Rutgers?preps for postseason play on Senior Night
Rutgers head wrestling coach Scott Goodale long said senior 133-pounder Michael DeMarco is the type of wrestler that embodies his program.
The Lyndhurst, N.J., native went winless in the state tournament as a high school senior, walked on at Rutgers, then fought his way into the lineup for four years.
But he will be out of the lineup for Senior Night tonight against Drexel at the College Avenue Gym as he continues to recover from a torn lateral collateral ligament. This year, getting healthy for the postseason is what Goodale’s program is all about.
“It would be awesome to wrestle, my last chance ever to wrestle here,” DeMarco said. “But when it’s all said and done, I haven’t worked and came where I came from the past five years to wrestle Senior Night against Drexel … to get my hand raised and hobble off. It would mean more than anything to get to the national tournament and make a run.”
So DeMarco will continue to practice the next two weeks — he began wrestling live late last week — in preparation for the EIWA Tournament, where Goodale estimates he will need a top-six finish to qualify for the NCAA Championships.
“We just don’t want to push it because there’s no real reason to,” Goodale said.
Demarco’s absence leaves 141-pounder Billy Ashnault and heavyweight Dan Hopkins as the only seniors in the lineup.
Each has his own postseason aspirations.
Ashnault is an All-American contender — he is a two-time NCAA qualifier that last weekend took last year’s national runner-up Boris Novachkov to overtime.

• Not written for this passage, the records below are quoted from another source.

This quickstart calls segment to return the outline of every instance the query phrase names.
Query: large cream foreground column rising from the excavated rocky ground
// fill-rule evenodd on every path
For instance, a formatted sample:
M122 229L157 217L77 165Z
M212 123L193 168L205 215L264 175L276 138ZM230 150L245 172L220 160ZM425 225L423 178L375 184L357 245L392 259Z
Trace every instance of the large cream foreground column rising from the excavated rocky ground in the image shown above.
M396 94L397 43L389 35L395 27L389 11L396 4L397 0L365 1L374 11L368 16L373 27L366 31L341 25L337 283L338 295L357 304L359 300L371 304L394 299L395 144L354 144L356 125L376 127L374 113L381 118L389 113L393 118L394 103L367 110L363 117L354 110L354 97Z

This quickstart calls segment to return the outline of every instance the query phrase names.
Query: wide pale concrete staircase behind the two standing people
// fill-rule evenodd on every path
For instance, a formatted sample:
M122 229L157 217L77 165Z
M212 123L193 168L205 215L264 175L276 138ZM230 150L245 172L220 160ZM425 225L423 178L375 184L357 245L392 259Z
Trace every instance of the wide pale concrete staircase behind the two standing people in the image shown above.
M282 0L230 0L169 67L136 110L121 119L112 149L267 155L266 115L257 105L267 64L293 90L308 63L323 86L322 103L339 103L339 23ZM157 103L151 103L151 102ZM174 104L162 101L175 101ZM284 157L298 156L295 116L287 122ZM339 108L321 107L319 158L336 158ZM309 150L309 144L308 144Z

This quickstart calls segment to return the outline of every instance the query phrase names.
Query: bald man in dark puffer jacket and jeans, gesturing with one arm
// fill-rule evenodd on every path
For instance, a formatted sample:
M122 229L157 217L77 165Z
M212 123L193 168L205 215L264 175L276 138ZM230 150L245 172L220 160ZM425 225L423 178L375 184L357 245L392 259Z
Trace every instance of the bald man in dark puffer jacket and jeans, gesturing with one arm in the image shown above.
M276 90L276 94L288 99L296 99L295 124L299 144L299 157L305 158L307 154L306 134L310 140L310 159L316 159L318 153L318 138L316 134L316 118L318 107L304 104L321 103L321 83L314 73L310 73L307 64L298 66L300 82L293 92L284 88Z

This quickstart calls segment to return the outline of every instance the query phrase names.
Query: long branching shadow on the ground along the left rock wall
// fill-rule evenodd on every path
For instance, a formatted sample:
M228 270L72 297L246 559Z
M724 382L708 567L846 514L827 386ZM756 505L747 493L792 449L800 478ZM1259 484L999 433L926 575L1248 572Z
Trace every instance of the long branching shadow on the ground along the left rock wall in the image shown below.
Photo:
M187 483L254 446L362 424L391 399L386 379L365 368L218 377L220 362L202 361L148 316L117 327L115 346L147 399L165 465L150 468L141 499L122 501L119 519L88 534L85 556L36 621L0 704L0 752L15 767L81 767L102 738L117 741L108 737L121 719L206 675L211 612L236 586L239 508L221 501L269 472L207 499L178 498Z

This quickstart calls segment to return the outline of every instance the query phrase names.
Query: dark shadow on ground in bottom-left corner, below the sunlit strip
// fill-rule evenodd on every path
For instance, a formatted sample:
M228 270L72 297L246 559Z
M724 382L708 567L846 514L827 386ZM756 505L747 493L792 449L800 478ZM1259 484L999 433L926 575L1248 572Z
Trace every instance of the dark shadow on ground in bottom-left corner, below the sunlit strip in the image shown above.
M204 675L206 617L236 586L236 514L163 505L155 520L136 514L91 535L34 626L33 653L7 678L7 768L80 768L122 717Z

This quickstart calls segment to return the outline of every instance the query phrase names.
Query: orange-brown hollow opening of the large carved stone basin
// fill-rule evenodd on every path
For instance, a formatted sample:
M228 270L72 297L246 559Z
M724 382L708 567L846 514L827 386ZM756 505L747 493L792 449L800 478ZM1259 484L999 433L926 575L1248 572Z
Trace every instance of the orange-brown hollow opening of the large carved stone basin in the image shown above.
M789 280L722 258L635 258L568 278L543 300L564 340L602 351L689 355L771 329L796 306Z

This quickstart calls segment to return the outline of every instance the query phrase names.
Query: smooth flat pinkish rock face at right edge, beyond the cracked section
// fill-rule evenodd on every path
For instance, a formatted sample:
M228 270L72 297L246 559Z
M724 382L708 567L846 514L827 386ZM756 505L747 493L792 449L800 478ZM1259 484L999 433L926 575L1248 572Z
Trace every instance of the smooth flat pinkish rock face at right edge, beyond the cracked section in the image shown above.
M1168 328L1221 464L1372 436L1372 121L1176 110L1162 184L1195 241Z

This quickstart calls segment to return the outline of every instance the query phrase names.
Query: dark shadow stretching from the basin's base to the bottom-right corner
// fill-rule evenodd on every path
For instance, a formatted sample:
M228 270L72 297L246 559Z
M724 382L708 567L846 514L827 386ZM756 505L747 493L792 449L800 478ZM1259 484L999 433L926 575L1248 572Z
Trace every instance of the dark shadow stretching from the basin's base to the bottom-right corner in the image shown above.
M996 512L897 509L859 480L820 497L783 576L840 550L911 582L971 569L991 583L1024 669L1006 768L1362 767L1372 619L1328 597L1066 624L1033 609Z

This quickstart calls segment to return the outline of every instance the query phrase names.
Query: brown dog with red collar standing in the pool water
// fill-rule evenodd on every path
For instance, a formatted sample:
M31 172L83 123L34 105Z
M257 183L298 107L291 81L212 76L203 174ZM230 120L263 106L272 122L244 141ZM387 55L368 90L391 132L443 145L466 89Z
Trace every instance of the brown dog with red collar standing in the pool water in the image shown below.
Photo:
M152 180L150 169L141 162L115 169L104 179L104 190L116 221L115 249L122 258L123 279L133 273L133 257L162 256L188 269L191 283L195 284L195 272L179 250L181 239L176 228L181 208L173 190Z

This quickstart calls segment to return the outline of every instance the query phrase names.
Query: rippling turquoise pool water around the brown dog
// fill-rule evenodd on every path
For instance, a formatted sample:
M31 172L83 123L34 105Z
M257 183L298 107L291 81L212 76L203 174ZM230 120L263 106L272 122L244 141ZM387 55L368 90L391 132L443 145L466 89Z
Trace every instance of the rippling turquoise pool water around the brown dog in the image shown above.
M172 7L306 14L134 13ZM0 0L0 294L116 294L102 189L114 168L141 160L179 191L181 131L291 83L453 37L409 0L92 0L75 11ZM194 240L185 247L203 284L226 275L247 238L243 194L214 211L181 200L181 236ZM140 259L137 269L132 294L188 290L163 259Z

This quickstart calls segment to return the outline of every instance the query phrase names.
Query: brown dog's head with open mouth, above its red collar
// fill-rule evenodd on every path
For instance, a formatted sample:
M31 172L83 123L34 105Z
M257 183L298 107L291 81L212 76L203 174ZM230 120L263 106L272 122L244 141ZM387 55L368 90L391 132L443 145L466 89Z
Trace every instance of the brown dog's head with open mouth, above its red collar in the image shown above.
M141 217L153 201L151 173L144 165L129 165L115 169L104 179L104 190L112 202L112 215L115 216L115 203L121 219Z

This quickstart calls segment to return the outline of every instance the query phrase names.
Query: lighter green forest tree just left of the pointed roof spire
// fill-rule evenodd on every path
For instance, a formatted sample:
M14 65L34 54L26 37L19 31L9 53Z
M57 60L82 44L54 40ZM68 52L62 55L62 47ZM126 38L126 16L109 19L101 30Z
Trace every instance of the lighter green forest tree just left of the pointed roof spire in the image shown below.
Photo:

Qualifying would be its own victory for Hopkins. He never had a full year in the lineup after transferring from Middlesex Community College to rejoin Goodale, his former Jackson Memorial High School coach.
Jesse Boyden and Carl Buchholz each appeared at heavyweight this season, but Hopkins will represent the Scarlet Knights at the EIWA Tournament.
His final test comes tonight against Drexel’s 19th-ranked Kyle Frey. Goodale calls Frey an athletic wrestler, which presents a better matchup for the 215-pound Hopkins, who constantly faces larger competition in his first year up from 197 pounds.
“It’s hard when I weigh in at 215 and at match time I’m probably even lighter than that after sweating and warming up,” Hopkins said. “I get dudes that are 255, 260 and just laying on me. That’s hard to deal with. Some of them are deceptively fast.”
A pre-match ceremony will honor Ashnault, DeMarco and Hopkins before the first bout of the Knights’ final dual meet, but it will not mark the end of their involvement with the program.
Ashnault and DeMarco — both captains — will live together in New Brunswick next year and take on a role with the program, they said. DeMarco is considering a career in fighting after working with the team for at least a year.
He will likely undergo surgery to repair his LCL and a ruptured muscle connected to it in his right knee after his season. It could end any time he takes the mat.
Doctors told DeMarco he is at risk of injuring himself more if he wrestles, even with a brace, prompting his decision to sit against Drexel. His career will end in the postseason, whether it is because of injury or a result. That is the way he wants it.
“You have to weigh the worst-case scenario and cost versus benefit,” DeMarco said. “The worst-case scenario is my career would end on a Thursday night match and not even have the opportunity to make a run at the tournament. Ultimately the goal is the NCAAs.”